Why is this? As I said on the panel in Madrid, human beings like stories and financial crises are dramatic and costly. When they happen we want to know who caused the mess and why. Good news is less dramatic and not as interesting to an audience. It would be difficult to generate much interest in a book or film on the effectiveness of the modern payments system. But that effectiveness of capitalism is the everyday reality in a million transactions completed every second. We need banks and financial institutions and if we don’t like it when they make too much in profits we sure as hell don’t like it either when they make losses and we, as taxpayers, have to rescue the system. A successful financial sector is an absolutely essential component of a functioning economy.
Also on the panel was Brian Cox, the Dundonian actor whose most famous recent role was in Succession as Logan Roy, the tyrannical mogul who swears a lot, especially when his warring children are around. Cox explained, eloquently, an especially odd, baffling aspect of the modern world. Everywhere he goes, in airports, on the street, in restaurants, people ask him cheerfully to tell them in character as Logan Roy to “f*** off”.
He’s right, it’s weird. Why do people people want this?
What I’m listening to
I have a confession. As a Beatles fanatic I know I should like the new and final (so they say) single by the Beatles, but I’m afraid I don’t.
Now and Then was constructed from a crude tape recording made by John Lennon, with the other Beatles adding overdubs in the mid-1990s when they worked on their Anthology project. At the time they released Free as a Bird and Real Love as singles. The third of the new songs from that period is Now and Then, and Ringo and Macca have added more to it. Last week it was released.
The video is poignant. It could not be anything other than affecting, given the circumstances. Alas, the song is dreary.
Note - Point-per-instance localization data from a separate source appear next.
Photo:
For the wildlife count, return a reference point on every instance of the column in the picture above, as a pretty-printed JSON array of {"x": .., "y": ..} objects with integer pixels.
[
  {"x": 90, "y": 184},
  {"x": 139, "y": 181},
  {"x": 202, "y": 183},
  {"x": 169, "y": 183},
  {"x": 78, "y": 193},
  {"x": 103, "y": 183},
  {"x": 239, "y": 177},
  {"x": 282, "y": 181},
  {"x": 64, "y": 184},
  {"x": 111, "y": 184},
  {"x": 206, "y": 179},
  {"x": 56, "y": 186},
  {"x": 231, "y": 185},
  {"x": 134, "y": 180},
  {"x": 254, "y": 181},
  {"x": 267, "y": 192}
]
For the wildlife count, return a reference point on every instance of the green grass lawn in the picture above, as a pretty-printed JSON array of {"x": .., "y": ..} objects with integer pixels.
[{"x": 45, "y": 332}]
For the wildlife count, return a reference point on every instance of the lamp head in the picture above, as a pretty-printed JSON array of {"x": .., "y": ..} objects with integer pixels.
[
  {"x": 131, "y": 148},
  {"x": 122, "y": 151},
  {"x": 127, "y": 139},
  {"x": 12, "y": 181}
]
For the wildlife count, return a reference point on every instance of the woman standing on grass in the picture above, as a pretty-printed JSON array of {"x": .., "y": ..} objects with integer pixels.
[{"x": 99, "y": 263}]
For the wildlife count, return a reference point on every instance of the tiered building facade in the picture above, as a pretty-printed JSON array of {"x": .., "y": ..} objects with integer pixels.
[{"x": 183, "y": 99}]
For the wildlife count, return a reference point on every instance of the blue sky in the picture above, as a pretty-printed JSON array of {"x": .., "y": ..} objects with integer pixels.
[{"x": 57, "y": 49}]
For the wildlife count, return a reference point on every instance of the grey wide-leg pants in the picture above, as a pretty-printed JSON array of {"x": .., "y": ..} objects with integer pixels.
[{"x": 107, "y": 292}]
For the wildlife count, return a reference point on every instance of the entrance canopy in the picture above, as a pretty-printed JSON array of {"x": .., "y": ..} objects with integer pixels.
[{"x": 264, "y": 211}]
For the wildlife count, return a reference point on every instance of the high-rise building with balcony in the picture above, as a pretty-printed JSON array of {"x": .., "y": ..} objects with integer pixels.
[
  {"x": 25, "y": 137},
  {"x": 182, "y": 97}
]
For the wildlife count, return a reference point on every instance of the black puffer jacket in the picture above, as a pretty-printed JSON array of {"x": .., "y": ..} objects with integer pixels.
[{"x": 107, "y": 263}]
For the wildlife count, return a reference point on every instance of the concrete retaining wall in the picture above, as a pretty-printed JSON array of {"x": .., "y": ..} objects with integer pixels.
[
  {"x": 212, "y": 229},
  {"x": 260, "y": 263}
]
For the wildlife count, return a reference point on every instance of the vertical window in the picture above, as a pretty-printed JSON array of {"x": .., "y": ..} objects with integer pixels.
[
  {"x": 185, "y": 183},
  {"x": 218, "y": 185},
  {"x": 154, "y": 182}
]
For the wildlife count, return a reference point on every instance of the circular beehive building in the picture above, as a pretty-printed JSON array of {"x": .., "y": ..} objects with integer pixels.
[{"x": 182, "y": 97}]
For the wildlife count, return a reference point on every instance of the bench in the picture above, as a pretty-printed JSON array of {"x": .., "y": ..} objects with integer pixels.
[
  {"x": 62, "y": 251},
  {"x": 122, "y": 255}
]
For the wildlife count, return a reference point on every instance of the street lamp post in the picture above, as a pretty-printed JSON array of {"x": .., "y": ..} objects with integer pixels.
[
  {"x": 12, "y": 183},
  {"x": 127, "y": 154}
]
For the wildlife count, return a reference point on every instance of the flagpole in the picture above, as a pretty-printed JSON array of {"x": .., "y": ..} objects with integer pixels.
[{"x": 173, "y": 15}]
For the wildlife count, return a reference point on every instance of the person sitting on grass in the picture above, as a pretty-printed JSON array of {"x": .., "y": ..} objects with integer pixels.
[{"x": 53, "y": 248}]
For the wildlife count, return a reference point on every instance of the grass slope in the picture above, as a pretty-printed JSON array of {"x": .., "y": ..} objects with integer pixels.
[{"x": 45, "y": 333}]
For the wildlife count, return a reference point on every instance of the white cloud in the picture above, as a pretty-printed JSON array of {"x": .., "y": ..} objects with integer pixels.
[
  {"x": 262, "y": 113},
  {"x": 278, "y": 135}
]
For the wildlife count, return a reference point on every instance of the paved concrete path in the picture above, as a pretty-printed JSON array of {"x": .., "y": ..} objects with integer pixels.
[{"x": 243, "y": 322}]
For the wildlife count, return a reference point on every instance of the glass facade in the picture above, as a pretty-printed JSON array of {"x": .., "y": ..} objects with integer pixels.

It sounds like a Rutles pastiche minus any jokes.
The Rutles were the joyous spoof Beatles band created by Neil Innes and Eric Idle in 1975 for a TV show and then turned into a film and several albums. I’m listening to their second album – Archeology – now.
What I’m reading?
Friends keep recommending Nicholas Shakespeare’s new biography of Ian Fleming, so that is next on the list once I’ve finished Peter Brown’s academic memoir, Journeys of the Mind.